The cloud is trending, and more and more applications and services depend on the cloud. A cloud environment offers many advantages but also introduces a number of new risks. Microsoft has sufficient solutions in its services to optimally use this security. Through this article, we will discuss a number of services that are available from Microsoft to better secure Azure Active Directory accounts. The list below is compiled from easy to implement to more difficult to implement

1. Multi-Factor Authentication

In one of our previous articles, we extensively discussed new methods of authentication. This includes simple applications such as Password Protection and Password-less working. The foundation starts with Multi-Factor Authentication (MFA). The identity of a user is extremely valuable to malicious actors, a simple username and password are no longer sufficient, a second factor is needed.

More and more organizations are using Multi-Factor Authentication (MFA). This technique requires, in addition to the use of a password, an additional form of authentication. As a result, the user must always have access to the device to activate the MFA.

Azure MFA can be found in Azure Active Directory. The MFA options can also be combined with security additions such as Password-Less or via a physical security key

2. Conditional Access

Cloud services are globally accessible, making them accessible to malicious actors as well. With Conditional Access, it is possible to protect services based on incoming signals.

Conditional Access brings together various signals, upon which a policy can be applied.

There are many configurations and policy settings possible – the following are some of the most important for identity protection, but there is a tremendous amount of possibilities when it comes to Conditional Access.

  • Enforce MFA for users and apps
  • Enforce MFA for admin accounts/roles
  • Device/user compliance
  • Enforce use of Outlook mail client
  • Block legacy authentication: Not all applications use Modern Authentication. When an app is compatible with Modern Authentication, it is suitable for applying MFA/modern authentication.

3. Password Protection through Password Security

Through Password Protection, it is possible to make passwords more secure. Password Protection allows for the configuration of a custom lockout and a lockout threshold. Through an algorithm, commonly used passwords are automatically blocked. It is also possible to create your own list of prohibited passwords, for instance, by blocking words that are frequently used within the organization.

An advantage of Password Protection is that this application can be implemented with almost no extra impact – especially by activating the audit mode to easily observe behavior.

4. Privileged Identity Management

In an organization, securing administrative accounts is the first step. Traditionally, most administrators have a separate admin account. However, this account usually has many roles that are present even outside of working hours. From a security standpoint, this is not ideal, but Privileged Identity Management (PIM) provides a solution.

Nowadays, it is strongly advised against permanently assigning high privileges, such as a Global Administrator.

With PIM, all ‘built-in administrative roles’ of Azure and Office 365 can be managed. Then, the user/administrator has the option to activate these roles for a certain period.

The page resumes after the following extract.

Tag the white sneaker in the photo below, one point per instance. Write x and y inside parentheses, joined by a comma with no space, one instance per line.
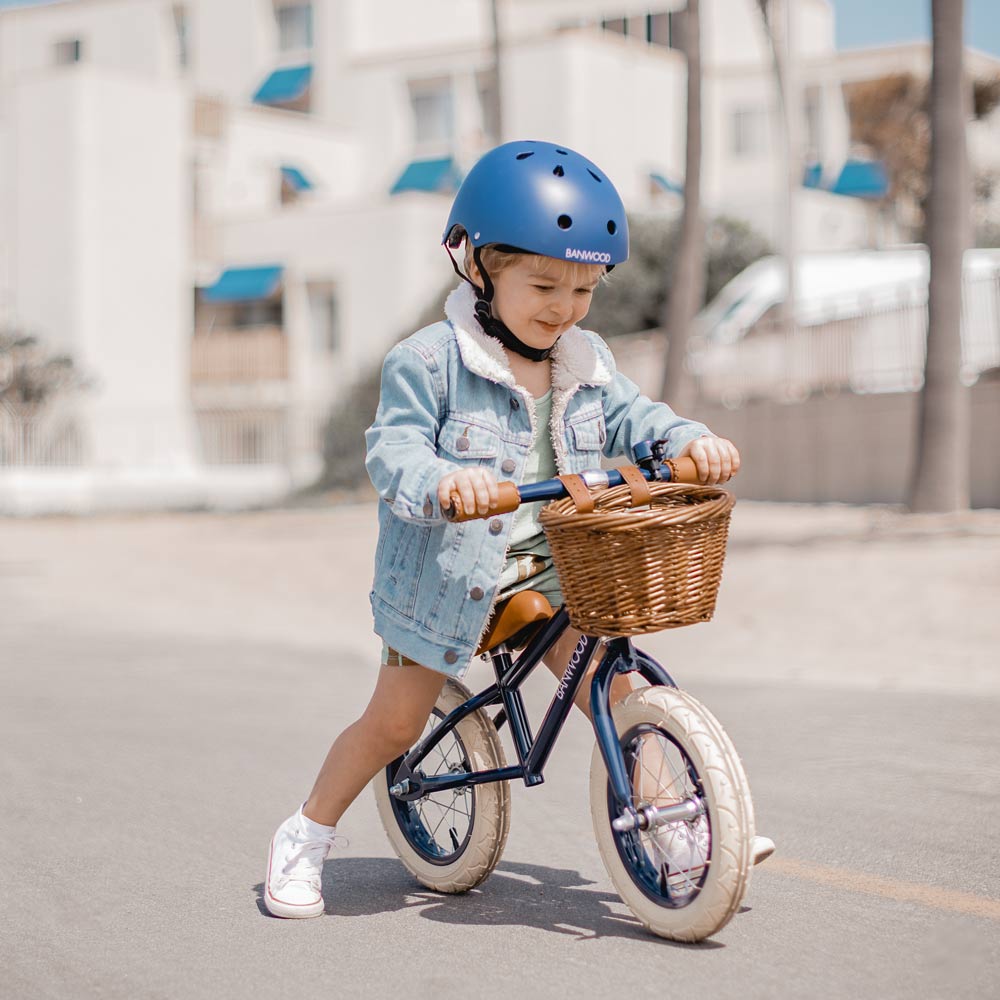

For each role, a number of configurations are possible, such as the duration, approval from designated individuals, or additional verification through an MFA request.

For each role, it is possible to send a notification when a role is activated and/or to enter a ticket number, so that the activities for the specific role can be tracked.

Applying a ‘Least Privilege’ method offers advantages to the security layer, especially if the times are not set too broadly – if something does happen with the account, the damage is minimal because there are no high privileges present. However, this function requires an Azure AD Premium P2 license.

5. Passwordless sign-in

Passwords are currently still the most commonly used method for logging in. A large portion of online accounts still uses a password. However, we are gradually seeing a shift from a password-based method to a Password-less method.

Microsoft is currently heavily investing in the development of password-less working and the security of your account. For this, Microsoft has introduced various developments to the market, such as the Authenticator app, Windows Hello for Business, and support for security keys.

A common question is why log in without a password when Multi-Factor Authentication is activated? For multi-factor, you still need a password, and it can essentially be seen as a two-step process. It’s always a two-step login.

Windows Hello
Windows Hello is currently the most used solution in the business market for Windows 10 devices. With Windows Hello, it is possible to log in using features such as a PIN, fingerprint, or facial recognition.

Phone Sign-in via Authenticator
The Microsoft Authenticator app is also required for Multi-factor authentication. But since last year, the functionality to log in via Phone Sign-in has been available. With this, you see a code on the website, which you then select in the Authenticator app. Then a biometric authentication is required, such as facial recognition, PIN, or fingerprint.

With this, the employee’s identity is verified, and the session will be opened. Especially when we look at user-friendliness, this offers huge advantages – and most importantly, no more passwords.

For the second factor, Phone Sign-in uses facial recognition, fingerprint recognition, or a PIN code set on the device.